Le XIXème siècle fut celui des romantiques Hugo, Nerval et tant d’autres, des parnassiens Coppée, Banville, des voyants tels que Rimbaud. Balzac en fit une peinture minutieuse, Sand et Maupassant eurent des visions bucoliques, Zola des considérations ouvrières. La France était un Royaume, connut les fastes de l’Empire et se rebella en une fière République dans ses trente dernières années. L’esclavage fut aboli et le savoir divulgué au moyen des journaux. Les idées circulèrent dans les salons, les théâtres, les cafés. Les français voyageaient, les plus fortunés, bien sûr, les grandes familles, artistes, peintres, photographes. Le monde s’ouvrait enfin. Pour le bonheur de tous ceux qui, avides ou curieux, souhaitaient s’entretenir de l’évolution culturelle, économique et sociale du pays.

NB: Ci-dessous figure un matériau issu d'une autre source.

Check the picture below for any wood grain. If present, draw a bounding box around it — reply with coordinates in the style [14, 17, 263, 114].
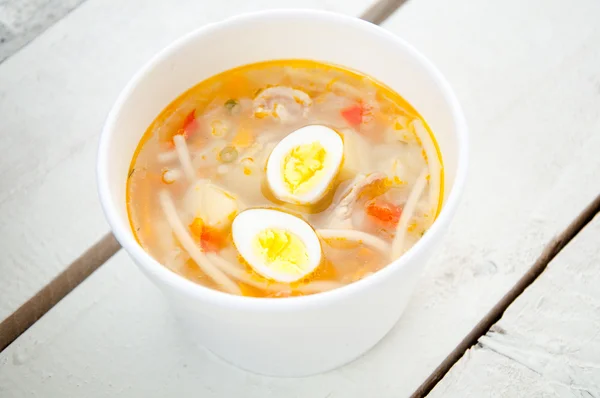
[0, 0, 372, 322]
[0, 233, 121, 351]
[411, 195, 600, 398]
[429, 216, 600, 398]
[0, 0, 403, 351]
[360, 0, 408, 25]
[0, 0, 600, 398]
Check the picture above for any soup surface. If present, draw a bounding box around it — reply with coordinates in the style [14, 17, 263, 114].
[127, 60, 443, 297]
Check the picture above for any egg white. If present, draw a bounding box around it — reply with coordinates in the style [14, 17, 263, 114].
[267, 125, 344, 205]
[231, 209, 321, 283]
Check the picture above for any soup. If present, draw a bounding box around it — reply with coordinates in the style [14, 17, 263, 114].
[127, 60, 443, 297]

Parmi ces nantis, ces chanceux, bien nés ou parvenus, il était un personnage méconnu et attachant. Victor Cochinat est né en 1823 en Martinique. Issu d’une famille de noirs affranchis, il fut avocat, puis journaliste au Figaro et au Petit Journal entre autres. C’était aussi un chroniqueur théâtral très connu et considéré.
Cochinat est un vrai noir et non un métis comme Dumas, dont il fut le secrétaire. Alors bien sûr, durant le second empire colonialiste, on raille sa toison épaisse et crépue et son nez épaté. Cela fait de lui un « vilain bonhomme » par le physique, on utilise sa propre expression lorsqu’il moque les parnassiens, ces vilains bonshommes. Eh oui, son esprit vif et son sens critique lui ont apporté la célébrité mais aussi de solides inimitiés. Il s’imposa par sa gaîté, son dévouement, et un don particulier pour la causerie et le conte. Victor Cochinat sut attraper les manières de son temps et les consigner sur le papier, les rendre vivantes, amusantes ou grinçantes. Sa fraîcheur, son pétillant ont charmé un siècle fourmillant d’idées nouvelles. Sa caricature par Gill fait la première page de l’Eclipse du 10 mai 1868. Elle est blessante, avilissante et ne passerait pas aujourd’hui. Mais elle est une preuve de sa popularité, de sa notoriété au même titre que son portrait par Le Gray, exposé dans un musée danois.
De nos jours on parlerait de mode, de tendance, de vagues. On ferait des rubriques au journal de vingt heures, ou un film sur sa vie. Nul doute que Cochinat tiendrait un blog à son nom !
Il apparaît dans les correspondances de Banville, Wagner, Paulus, Hugo ou Maupassant. Il a écrit un livre sur le célèbre brigand Lacenaire, un autre sur les vertus du tabac. Il a vécu l’abolition de l’esclavage et donné son avis sur l’indépendance d’Haïti au risque de déplaire. Ami de Victor Schoelcher, il devint, grâce à lui, conservateur de la bibliothèque de Fort de France sur la fin de sa vie.
Différent mais reconnu par ses pairs, côtoyant l’élite, moqué mais considéré, Victor Cochinat est l’un des témoins d’un siècle où foisonnaient les talents littéraires. Il meurt en 1886 en Martinique, soit un an après Hugo, cinq ans avant Rimbaud, sept ans avant Schoelcher. Peu avant que le siècle se termine et son faste avec lui.